In collusion with artist Ryoji Minagawa, he decided that they were a secret, self-sustaining unit within the Pentagon, tasked with nabbing any weird and wonderful artefacts that come to light, many of which had been left behind by an ancient, highly-advanced civilisation. They began work on the comic project that would become Spriggan, only to find themselves influenced by real-world events.

They were writing at the time of the First Gulf War; a very difficult prospect for the Japanese. A nation, supposedly sworn to avoid violence and military aggression, was forced to sit on the sidelines and watch while the rest of the world got involved in a conflict about resources in the Middle East, the cradle of civilisation, resources that Japan itself needed as desperately as everyone else. It resulted in such tales as the desert robot combat anime Gasaraki, and in an interest, partly fuelled by The X Files, in presenting the Pentagon as the bad guy.

There is more than one agency searching for these artefacts. The Pentagon competes with the KGB, and both are in opposition to ARCAM, a global corporation that wants the artefacts for itself. Its crack, super-powered agents are spies-cum-archaeologists named after ancient Celtic temple guardians, the Spriggan.

Minagawa and Takashige initially wanted to feature an adult agent, but ended up selling their concept to an anthology magazine aimed at boys. Consequently, they moved their original lead into the background, and concentrated on his teenage nephew, Yu Ominae.

Rights for a movie adaptation were soon sold, and Spriggan went into production as an anime. The film-makers plumped for a script that emphasised the Indiana Jones parallels, chasing after a different Ark (Noah’s, in this case) at Mount Ararat, with cyborg Pentagon agents roughing it up with the ARCAM Spriggans in an action-packed thriller.

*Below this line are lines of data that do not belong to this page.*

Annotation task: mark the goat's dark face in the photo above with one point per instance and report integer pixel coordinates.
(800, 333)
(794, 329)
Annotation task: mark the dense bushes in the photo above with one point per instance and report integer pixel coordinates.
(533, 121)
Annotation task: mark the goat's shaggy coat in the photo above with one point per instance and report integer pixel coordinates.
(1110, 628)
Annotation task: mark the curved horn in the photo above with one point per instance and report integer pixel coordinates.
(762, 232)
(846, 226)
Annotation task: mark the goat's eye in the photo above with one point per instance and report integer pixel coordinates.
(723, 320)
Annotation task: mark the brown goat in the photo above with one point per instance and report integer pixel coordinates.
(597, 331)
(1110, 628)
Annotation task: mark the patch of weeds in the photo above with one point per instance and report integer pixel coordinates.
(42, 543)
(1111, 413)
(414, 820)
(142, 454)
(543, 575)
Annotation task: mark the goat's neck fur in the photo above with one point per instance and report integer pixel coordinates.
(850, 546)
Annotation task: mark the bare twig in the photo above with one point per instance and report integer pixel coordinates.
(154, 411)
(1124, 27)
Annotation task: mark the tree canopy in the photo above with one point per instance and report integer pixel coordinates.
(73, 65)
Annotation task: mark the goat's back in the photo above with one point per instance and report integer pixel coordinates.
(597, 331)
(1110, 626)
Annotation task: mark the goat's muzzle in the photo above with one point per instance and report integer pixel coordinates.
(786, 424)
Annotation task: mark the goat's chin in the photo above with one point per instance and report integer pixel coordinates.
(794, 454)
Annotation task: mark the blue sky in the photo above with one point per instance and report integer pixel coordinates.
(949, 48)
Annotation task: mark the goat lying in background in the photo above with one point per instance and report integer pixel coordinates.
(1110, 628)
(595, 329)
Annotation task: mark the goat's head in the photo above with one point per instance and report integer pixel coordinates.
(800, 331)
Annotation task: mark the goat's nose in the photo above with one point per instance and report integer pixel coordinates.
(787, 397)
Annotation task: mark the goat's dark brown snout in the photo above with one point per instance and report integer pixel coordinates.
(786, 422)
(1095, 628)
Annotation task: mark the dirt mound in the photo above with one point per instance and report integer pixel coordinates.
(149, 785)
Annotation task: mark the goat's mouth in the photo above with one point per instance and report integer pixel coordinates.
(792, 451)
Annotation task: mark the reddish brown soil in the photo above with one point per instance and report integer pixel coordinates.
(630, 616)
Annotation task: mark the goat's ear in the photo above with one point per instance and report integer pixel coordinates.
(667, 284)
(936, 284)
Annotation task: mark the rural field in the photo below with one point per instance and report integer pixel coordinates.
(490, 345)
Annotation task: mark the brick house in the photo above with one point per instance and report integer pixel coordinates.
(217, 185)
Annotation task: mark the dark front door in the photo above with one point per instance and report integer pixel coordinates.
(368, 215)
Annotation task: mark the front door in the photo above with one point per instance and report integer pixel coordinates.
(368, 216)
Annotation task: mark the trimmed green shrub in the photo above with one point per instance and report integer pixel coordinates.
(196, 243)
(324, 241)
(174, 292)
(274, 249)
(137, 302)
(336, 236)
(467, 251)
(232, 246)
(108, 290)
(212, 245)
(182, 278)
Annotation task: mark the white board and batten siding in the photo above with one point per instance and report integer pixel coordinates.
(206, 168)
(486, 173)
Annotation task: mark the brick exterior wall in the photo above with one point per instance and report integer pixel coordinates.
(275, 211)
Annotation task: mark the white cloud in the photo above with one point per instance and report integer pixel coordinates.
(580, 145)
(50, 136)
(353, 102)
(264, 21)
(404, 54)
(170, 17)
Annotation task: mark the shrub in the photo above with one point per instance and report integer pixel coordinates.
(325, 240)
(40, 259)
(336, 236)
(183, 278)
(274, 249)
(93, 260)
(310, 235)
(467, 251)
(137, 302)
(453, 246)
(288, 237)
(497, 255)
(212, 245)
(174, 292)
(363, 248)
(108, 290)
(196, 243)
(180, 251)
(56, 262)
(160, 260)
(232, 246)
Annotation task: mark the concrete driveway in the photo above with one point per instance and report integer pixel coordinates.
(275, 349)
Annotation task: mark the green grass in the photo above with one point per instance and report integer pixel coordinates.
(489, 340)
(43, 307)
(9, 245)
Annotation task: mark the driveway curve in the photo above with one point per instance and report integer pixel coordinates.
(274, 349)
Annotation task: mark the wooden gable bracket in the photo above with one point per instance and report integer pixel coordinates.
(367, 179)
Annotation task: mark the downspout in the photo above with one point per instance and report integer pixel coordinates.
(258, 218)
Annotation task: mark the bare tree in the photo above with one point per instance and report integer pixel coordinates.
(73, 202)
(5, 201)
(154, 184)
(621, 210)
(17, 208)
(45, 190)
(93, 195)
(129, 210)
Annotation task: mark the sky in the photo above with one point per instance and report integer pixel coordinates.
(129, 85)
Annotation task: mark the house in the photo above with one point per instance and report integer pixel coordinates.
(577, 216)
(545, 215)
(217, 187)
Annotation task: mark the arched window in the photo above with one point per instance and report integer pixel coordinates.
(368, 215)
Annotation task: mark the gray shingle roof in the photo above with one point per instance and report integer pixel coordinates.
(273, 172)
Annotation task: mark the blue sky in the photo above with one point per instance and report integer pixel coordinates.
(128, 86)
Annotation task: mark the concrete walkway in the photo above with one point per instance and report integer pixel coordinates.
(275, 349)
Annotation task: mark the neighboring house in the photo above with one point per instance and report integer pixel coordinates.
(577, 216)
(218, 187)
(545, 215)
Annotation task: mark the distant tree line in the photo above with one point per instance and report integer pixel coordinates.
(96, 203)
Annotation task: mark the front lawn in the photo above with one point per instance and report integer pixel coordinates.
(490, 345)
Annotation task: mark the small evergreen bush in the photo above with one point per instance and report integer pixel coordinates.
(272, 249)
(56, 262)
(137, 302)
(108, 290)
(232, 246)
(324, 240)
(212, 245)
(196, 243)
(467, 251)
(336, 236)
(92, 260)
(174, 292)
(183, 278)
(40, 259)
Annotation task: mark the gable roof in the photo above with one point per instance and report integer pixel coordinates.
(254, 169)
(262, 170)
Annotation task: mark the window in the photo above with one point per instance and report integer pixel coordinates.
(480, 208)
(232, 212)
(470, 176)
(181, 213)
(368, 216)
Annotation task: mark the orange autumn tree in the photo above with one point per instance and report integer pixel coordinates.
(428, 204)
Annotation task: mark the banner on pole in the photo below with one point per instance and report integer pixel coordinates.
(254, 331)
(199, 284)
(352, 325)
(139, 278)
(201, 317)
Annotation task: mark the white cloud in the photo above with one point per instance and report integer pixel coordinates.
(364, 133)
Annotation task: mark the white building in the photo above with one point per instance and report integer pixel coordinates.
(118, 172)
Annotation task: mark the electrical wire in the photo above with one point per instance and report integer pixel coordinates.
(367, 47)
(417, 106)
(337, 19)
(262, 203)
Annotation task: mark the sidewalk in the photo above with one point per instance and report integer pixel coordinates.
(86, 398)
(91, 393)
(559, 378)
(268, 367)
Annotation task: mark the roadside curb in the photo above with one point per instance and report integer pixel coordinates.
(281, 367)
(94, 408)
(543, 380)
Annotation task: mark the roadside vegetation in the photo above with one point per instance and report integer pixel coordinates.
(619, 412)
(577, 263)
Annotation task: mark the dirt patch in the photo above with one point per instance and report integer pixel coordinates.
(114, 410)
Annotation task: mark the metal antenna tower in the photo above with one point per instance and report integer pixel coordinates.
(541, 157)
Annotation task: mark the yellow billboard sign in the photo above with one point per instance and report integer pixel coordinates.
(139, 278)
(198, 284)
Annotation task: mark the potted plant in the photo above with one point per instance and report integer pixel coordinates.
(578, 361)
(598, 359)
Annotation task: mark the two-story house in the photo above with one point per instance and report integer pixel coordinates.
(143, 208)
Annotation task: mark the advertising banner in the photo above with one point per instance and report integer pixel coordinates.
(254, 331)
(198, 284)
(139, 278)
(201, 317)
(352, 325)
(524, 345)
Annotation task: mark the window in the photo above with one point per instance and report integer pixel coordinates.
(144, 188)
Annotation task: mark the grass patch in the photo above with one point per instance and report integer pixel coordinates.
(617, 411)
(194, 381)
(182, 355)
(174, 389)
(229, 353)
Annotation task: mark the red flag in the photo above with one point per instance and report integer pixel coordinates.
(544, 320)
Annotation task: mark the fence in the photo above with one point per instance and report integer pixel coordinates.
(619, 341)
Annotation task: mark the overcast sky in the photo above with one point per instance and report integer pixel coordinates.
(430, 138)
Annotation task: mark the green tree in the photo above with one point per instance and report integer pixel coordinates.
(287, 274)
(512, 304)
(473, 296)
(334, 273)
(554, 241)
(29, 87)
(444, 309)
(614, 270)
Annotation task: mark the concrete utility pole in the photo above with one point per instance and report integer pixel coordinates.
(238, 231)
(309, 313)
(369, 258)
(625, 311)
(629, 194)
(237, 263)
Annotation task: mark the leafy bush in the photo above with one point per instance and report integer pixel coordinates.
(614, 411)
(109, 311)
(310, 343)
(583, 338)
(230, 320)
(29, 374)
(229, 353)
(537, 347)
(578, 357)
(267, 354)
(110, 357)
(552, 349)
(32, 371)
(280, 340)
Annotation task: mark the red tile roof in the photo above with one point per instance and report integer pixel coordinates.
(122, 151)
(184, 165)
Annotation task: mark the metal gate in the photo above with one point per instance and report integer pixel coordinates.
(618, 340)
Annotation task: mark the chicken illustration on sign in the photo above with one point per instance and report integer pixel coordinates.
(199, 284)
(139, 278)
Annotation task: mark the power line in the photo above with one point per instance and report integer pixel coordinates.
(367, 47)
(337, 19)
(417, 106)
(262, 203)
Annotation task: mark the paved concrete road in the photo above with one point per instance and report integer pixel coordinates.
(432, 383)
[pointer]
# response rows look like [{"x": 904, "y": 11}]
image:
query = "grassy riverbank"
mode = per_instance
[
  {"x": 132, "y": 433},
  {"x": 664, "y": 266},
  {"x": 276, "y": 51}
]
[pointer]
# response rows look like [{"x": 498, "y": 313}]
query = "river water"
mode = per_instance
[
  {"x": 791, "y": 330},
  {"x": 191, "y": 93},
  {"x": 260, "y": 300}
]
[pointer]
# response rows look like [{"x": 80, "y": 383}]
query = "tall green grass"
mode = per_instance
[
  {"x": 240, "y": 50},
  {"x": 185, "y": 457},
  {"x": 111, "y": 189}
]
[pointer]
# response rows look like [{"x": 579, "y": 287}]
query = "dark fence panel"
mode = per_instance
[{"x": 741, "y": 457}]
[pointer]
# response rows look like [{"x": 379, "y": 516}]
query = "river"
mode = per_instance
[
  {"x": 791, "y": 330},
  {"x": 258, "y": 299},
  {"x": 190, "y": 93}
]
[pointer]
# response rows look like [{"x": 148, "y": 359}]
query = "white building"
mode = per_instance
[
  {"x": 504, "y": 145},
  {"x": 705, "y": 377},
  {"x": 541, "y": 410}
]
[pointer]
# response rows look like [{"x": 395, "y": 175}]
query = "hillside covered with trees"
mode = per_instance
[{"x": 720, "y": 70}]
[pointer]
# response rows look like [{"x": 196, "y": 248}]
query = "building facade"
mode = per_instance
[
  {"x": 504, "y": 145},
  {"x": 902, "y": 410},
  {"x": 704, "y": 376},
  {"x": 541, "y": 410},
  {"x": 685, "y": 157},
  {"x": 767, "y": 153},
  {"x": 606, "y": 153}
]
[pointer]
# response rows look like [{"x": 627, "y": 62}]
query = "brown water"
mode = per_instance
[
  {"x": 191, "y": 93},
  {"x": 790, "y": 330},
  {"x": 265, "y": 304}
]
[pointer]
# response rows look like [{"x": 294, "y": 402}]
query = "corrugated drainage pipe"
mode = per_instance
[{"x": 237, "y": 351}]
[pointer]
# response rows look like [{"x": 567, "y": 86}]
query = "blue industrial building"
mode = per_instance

As Ominae, producers cast Shotaro Morikubo, better known in Japan as the movie-dub voice of Johnny Depp. Originally intended to go straight to video, the budget received a massive injection of cash, sufficient for a movie, when Katsuhiro Otomo announced he would be ‘involved.’ Akira creator Otomo was supposed to be working on his own project, the long-delayed Steam Boy, but fancied Spriggan as a kind of busman’s holiday. In fact, he is rumoured to have been the director in all but name; his fingerprints are all over Spriggan, in the design of the space-faring Noah’s Ark that the agents unearth, in the blue-skinned Pentagon child-telepath General MacDougall, and in the large amount of night-time shooting – an expensive luxury in animation that relies so heavily on light coming through the cels, but one that Otomo often enjoyed for the artistic hell of it. The credited director, Hirotsugu Kawasaki, has not had another movie to his name since, only emphasising the impression that Otomo’s more nebulous title of ‘General Superviser’ may have been adopted for contractual reasons. But for those in the know, there was no mistaking who the Top Man on the Spriggan production really was.

This article first appeared in the Judge Dredd Megazine #236, 2005, and was subsequently reprinted in Schoolgirl Milky Crisis: Adventures in the Anime and Manga Trade. A new adaptation of Spriggan has just been announced, forthcoming from Netflix.